Le bon Dieu z'y pourvoira.

Fait's en tant que Versailles en fourmille.

Y eut-il cent Bourbons cheux nous;

Il y a du pain, des lauriers pour tous.

Le vendredi 26, le Roi alla en grande pompe à Paris, assister au Te Deum chanté à Notre-Dame; l'archevêque vint le complimenter à la porte [1439] et, le soir, les illuminations furent superbes [1440].

Le lendemain 27, l'Opéra, récemment reconstruit, inaugurait sa nouvelle salle par une représentation gratuite au milieu des cris populaires de Vive le Roi! Vive la Reine! Vive le Dauphin!

Pendant un mois, ce fut chaque jour quelque réjouissance nouvelle, cérémonies religieuses d'actions de grâces, ou spectacles amusants: procession des paroisses de Paris à Notre-Dame, où l'on remarquait le curé de Saint-Nicolas, suivi de cinq cents pauvres [1441]; représentations gratuites dans les théâtres [1442]; couplets, concerts, etc. Chacun voulait se signaler par son zèle, jusqu'à la bouquetière du Roi, Mme Médard, qui faisait chanter un Te Deum à Saint-Germain-l'Auxerrois [1443].

La charité eut sa place habituelle dans ces solennités: quatre cent soixante quatorze mille livres furent consacrées à délivrer les prisonniers pour dettes [1444].
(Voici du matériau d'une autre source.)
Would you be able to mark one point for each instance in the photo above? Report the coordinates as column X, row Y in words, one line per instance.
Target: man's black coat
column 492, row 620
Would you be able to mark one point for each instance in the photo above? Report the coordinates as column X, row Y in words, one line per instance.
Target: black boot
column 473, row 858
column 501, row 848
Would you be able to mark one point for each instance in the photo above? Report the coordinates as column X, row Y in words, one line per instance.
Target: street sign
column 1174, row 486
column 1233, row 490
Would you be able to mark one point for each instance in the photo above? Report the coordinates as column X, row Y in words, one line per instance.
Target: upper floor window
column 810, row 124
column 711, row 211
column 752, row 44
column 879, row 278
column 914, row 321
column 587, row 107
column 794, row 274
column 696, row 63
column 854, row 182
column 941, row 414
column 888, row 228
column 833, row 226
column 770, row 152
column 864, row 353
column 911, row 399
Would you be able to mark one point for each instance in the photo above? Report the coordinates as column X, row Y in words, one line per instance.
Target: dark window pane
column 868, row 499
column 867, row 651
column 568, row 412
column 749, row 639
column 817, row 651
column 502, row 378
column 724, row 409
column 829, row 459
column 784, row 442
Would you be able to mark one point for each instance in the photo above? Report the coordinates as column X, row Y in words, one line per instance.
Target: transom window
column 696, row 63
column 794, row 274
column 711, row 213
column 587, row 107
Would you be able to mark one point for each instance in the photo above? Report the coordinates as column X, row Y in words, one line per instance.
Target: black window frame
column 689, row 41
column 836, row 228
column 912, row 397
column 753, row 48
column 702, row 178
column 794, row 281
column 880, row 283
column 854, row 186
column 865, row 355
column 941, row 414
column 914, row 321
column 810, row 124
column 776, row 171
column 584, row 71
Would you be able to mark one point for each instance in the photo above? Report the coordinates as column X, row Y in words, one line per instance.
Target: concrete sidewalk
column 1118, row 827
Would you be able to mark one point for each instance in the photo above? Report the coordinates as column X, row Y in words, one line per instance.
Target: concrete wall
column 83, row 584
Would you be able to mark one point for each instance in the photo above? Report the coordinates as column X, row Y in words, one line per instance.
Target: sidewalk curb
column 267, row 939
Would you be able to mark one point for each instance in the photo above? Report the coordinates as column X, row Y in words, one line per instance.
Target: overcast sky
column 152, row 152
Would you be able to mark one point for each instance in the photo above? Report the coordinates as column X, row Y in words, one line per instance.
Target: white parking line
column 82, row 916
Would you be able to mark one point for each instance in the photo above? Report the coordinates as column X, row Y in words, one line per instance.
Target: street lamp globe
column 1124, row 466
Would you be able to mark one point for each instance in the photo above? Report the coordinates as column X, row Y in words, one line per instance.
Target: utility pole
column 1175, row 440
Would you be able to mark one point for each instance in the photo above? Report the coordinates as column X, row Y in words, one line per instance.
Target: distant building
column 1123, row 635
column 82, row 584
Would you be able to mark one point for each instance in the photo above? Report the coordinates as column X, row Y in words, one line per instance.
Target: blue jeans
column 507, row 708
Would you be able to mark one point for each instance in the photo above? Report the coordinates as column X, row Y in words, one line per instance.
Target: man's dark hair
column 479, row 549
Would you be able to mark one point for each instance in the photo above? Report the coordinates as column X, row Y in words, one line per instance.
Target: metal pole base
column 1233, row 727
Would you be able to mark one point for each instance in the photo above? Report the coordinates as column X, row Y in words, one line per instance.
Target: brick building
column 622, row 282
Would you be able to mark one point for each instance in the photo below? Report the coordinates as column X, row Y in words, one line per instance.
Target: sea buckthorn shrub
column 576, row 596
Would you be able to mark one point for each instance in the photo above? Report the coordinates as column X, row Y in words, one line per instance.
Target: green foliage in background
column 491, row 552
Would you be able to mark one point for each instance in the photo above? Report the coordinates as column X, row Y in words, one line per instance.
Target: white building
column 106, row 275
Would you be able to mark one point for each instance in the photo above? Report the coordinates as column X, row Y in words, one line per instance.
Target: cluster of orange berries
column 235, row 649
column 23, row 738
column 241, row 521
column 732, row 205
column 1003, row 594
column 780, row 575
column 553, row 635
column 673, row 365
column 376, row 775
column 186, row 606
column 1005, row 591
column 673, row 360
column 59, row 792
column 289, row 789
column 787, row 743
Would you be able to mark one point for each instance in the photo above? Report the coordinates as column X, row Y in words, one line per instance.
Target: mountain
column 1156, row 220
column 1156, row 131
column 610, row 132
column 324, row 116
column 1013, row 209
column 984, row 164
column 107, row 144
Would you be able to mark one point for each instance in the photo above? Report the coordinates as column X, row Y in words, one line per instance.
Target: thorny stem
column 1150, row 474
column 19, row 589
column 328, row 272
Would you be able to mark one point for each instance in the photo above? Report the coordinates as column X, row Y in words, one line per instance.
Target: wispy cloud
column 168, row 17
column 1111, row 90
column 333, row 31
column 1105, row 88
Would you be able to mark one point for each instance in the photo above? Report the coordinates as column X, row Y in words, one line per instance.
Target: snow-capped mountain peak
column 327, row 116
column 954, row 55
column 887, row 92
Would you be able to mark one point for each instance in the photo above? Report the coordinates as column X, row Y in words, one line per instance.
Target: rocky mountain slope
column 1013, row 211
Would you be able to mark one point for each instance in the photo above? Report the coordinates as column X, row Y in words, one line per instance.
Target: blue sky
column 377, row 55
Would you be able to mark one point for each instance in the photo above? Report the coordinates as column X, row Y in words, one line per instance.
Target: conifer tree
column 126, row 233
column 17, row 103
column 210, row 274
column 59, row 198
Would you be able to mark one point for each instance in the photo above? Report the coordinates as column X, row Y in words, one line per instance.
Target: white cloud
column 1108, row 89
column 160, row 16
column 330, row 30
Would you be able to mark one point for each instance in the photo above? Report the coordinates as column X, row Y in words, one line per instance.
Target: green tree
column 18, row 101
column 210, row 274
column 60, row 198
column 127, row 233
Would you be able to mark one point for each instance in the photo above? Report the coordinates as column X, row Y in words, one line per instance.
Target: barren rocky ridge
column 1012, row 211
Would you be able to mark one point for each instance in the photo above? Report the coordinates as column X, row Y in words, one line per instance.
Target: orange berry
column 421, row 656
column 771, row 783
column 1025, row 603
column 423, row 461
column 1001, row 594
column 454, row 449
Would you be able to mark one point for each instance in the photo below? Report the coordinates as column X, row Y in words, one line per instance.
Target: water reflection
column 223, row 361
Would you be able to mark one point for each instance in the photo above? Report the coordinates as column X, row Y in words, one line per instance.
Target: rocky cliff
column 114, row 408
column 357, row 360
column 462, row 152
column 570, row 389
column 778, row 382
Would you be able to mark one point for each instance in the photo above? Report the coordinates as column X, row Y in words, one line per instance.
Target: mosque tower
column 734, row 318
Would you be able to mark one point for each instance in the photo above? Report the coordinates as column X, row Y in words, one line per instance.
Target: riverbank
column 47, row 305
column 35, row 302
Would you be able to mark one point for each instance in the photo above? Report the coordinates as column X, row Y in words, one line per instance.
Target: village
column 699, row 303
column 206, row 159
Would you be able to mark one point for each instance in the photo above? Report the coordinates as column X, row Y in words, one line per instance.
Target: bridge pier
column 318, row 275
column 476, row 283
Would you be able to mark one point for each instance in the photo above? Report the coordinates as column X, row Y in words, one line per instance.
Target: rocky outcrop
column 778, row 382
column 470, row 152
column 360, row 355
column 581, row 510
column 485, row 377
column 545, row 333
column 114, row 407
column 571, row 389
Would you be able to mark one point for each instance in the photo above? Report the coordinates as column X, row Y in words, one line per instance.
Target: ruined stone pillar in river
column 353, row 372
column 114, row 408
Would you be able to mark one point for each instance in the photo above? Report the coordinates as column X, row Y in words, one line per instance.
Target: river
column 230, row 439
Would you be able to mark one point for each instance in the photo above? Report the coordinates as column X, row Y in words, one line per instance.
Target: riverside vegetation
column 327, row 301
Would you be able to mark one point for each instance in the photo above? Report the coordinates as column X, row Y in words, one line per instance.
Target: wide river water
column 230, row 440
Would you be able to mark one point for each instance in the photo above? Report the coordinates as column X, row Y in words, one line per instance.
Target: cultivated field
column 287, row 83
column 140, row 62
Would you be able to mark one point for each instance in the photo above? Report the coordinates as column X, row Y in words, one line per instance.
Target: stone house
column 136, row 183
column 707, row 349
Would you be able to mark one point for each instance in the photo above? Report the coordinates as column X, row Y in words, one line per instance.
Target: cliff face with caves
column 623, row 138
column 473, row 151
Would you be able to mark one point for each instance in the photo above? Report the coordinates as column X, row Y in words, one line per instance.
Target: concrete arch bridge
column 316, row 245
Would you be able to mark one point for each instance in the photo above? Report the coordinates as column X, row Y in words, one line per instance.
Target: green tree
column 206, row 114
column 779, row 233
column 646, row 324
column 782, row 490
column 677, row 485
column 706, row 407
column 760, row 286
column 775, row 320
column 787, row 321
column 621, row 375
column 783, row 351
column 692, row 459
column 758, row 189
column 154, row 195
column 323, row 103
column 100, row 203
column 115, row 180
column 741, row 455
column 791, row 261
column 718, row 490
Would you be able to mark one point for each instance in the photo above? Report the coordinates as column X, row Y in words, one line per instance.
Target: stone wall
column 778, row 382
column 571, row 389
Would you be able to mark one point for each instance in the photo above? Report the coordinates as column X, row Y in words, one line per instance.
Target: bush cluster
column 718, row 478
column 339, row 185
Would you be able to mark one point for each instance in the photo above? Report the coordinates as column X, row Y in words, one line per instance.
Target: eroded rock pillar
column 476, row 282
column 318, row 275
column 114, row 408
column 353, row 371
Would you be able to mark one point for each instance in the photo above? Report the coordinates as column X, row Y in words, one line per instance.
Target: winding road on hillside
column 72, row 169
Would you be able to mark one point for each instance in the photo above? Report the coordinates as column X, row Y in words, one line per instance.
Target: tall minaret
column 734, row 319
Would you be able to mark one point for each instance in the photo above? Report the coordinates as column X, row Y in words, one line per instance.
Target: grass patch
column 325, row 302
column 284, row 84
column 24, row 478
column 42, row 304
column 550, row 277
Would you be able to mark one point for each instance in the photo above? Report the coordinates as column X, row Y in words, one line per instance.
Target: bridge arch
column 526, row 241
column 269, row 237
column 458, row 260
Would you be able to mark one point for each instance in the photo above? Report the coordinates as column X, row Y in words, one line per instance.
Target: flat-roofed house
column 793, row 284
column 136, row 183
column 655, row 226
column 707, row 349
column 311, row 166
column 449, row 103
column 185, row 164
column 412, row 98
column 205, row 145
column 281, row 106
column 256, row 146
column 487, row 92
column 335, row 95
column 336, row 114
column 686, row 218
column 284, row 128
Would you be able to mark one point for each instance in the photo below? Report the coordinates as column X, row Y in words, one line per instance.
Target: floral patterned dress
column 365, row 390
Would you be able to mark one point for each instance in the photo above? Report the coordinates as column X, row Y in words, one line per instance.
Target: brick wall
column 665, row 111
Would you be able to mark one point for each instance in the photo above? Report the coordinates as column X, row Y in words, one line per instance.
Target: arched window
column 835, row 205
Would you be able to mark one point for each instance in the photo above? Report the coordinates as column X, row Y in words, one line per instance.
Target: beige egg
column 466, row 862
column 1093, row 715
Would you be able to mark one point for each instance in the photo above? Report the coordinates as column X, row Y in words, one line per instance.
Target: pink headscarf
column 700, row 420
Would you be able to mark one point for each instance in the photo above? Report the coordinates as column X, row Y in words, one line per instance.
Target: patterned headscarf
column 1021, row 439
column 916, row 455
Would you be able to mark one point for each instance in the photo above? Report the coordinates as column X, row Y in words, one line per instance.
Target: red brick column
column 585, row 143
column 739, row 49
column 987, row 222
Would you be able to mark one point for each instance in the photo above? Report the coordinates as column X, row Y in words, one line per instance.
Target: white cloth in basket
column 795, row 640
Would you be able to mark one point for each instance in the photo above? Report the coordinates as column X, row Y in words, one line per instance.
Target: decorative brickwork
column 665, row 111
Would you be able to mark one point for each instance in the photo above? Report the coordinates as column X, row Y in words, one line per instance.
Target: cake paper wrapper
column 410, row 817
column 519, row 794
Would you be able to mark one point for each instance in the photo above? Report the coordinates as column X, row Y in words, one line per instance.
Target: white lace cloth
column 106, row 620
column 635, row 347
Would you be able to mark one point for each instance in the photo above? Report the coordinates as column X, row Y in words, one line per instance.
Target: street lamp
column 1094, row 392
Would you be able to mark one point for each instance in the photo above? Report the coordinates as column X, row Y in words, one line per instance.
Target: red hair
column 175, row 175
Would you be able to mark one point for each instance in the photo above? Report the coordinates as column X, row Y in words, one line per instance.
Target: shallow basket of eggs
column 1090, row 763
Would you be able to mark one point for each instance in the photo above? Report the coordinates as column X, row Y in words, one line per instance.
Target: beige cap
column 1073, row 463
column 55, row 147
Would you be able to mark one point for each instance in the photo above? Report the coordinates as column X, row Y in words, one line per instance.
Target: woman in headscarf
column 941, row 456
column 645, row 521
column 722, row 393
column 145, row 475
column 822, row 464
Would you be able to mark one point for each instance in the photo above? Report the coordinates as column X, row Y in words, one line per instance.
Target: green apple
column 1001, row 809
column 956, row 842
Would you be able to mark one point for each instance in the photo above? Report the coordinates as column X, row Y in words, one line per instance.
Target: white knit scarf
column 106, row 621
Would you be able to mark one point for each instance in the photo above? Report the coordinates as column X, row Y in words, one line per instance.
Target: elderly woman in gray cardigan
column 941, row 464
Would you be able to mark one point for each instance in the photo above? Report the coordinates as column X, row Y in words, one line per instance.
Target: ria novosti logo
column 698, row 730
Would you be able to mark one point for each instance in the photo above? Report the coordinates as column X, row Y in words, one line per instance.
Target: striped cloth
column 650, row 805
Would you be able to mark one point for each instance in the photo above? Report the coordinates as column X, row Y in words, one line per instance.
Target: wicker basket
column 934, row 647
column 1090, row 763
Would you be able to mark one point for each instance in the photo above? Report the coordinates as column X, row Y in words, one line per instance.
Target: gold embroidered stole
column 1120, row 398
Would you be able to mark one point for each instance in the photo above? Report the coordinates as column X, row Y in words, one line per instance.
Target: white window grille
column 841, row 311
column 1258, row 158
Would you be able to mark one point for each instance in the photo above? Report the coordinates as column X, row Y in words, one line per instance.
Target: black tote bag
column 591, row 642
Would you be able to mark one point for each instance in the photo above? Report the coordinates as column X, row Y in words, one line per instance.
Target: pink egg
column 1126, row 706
Les grandes fêtes officielles, suspendues quelque temps par les événements de la guerre, puis par une maladie grave de la comtesse d'Artois [1445], furent définitivement fixées au lundi 21 janvier 1782. Ce jour-là, la Reine partit de la Muette à neuf heures et demie, prit son carrosse de cérémonie au rond du Cours et alla au pas à Notre-Dame, puis à Sainte-Geneviève pour remercier Dieu de l'heureuse naissance du Dauphin. A une heure et quart, elle se rendit à l'Hôtel-de-Ville, où le Roi vint la rejoindre et où l'attendaient les princes, les seigneurs et les dames de la Cour, en grand costume. L'architecte Moreau avait couvert la cour de l'Hôtel et en avait fait ainsi une magnifique galerie; les arcades formaient des loges décorées de colonnes corinthiennes et surmontées de cartels et écussons aux armes de France. La loge royale occupait les trois entre-colonnements du milieu, avec rotonde et coupole, ornées de vases d'or d'où s'élevaient des lys. Le dessus de la loge était recouvert d'une étoffe cramoisie et couronné par un Dauphin. Lorsque, avant le dîner, le Roi et la Reine se montrèrent au balcon, les applaudissements éclatèrent dans toute la foule qui remplissait la place et le quai.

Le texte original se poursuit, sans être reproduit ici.